Culture Chanel – de la culture à la marque ?

Chanel propose au Palais de Tokyo une exposition exceptionnelle autour du parfum N°5. Par de nombreuses œuvres présentées de manière très simple, c’est un décryptage qui est proposé au visiteur.

Dissection d’une œuvre.

L’exposition Culture Chanel est exceptionnelle car les pièces montrées sont exceptionnelles.  Point de robes, point de paillettes, cependant. Le focus est sur N°5 et sa créatrice.

C’est une exposition exigeante. Et minimaliste. On ne va pas vous raconter « la belle histoire » d’une marque. A vous de rassembler toutes les pièces du puzzle.

 

Les détails sont soignés, l’exposition est élégante dans sa facture : après le jardin imaginaire (tout de même décevant, il faut bien le dire, avec un peu de vert et quelques pointes de mauve), on entre dans la grande salle où, dans des cubes de plexiglas, les œuvres sont sous scellés. Trois allées de transparence pour un ballet hésitant de visiteurs.

Photo Madame Figaro

Un livret blanc remis par de souriants hôtes en noir et un audio guide tactile seront les seuls sous-titres de ces 200 et quelques pièces présentées. Enfin, en point d’orgue, une salle de projection diffusant en boucle tous les films publicitaires du parfum et des bibliothèques, toujours en plexiglas, où chacun peut piocher un livre sur Mademoiselle, la marque, le parfum, les ingrédients, les lieux qui entourent de près ou de loin le fameux parfum. Et des tiroirs qu’on ouvre pour respirer quelques unes des notes présentes dans N°5.

 

Le symbole de l’exposition est le flacon pur et vide. On le retrouve sur les affiches annonçant l’exposition, sur la couverture du livret. C’est aussi la première pièce de la première vitrine.

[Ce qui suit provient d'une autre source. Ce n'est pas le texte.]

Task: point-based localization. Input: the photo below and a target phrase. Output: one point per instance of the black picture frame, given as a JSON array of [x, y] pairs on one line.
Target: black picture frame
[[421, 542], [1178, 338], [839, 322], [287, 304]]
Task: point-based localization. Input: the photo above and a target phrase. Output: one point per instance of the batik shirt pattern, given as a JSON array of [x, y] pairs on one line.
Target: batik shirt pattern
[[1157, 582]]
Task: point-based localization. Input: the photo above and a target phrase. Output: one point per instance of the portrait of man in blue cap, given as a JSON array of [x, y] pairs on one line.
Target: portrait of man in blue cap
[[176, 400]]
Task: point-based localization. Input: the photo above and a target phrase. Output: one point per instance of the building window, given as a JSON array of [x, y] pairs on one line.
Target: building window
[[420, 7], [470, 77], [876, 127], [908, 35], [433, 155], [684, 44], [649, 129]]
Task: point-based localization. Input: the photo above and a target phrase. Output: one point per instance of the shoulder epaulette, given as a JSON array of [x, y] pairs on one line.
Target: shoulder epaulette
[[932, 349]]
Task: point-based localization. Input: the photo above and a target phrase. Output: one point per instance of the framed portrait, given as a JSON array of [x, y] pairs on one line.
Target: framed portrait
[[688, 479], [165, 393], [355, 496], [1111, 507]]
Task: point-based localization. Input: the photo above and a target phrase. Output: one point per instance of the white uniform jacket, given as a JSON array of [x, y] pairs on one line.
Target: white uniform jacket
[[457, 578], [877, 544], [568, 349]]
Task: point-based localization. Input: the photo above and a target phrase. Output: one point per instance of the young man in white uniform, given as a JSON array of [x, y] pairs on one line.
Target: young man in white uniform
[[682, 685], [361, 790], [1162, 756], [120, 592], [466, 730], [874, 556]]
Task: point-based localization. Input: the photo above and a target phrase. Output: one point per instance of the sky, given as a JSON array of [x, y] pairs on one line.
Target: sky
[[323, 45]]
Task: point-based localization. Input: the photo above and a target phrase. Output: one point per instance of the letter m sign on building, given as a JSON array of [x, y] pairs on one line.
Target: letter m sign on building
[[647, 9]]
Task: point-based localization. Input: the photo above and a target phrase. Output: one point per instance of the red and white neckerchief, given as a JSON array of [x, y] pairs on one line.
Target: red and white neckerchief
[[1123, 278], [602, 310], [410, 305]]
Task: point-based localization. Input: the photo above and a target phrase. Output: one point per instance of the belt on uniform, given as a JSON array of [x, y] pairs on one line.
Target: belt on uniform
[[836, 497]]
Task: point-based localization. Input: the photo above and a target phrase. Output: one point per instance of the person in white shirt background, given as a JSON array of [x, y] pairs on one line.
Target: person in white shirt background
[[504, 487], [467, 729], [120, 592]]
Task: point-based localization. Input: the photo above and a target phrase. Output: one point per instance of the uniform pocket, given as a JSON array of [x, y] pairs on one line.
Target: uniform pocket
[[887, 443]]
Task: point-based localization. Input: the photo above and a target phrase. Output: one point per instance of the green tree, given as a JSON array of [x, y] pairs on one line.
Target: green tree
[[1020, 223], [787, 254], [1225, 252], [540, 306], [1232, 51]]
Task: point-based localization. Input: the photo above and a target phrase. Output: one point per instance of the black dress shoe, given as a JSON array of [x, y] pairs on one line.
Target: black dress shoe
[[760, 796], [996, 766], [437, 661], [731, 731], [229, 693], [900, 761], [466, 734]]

On comprend vite le choix de ces cubes de plexiglas pour contenir les œuvres exposées. Leurs arêtes rappellent le flacon presque à l’infini.

Mais ce flacon reste vide, sans son jus. Sans son âme ?

 

Il est vrai que l’émotion a du mal à pointer.

C’est tout d’abord la foule qui l’écrase. Car la foule est présente (l’exposition est un événement et elle est gratuite).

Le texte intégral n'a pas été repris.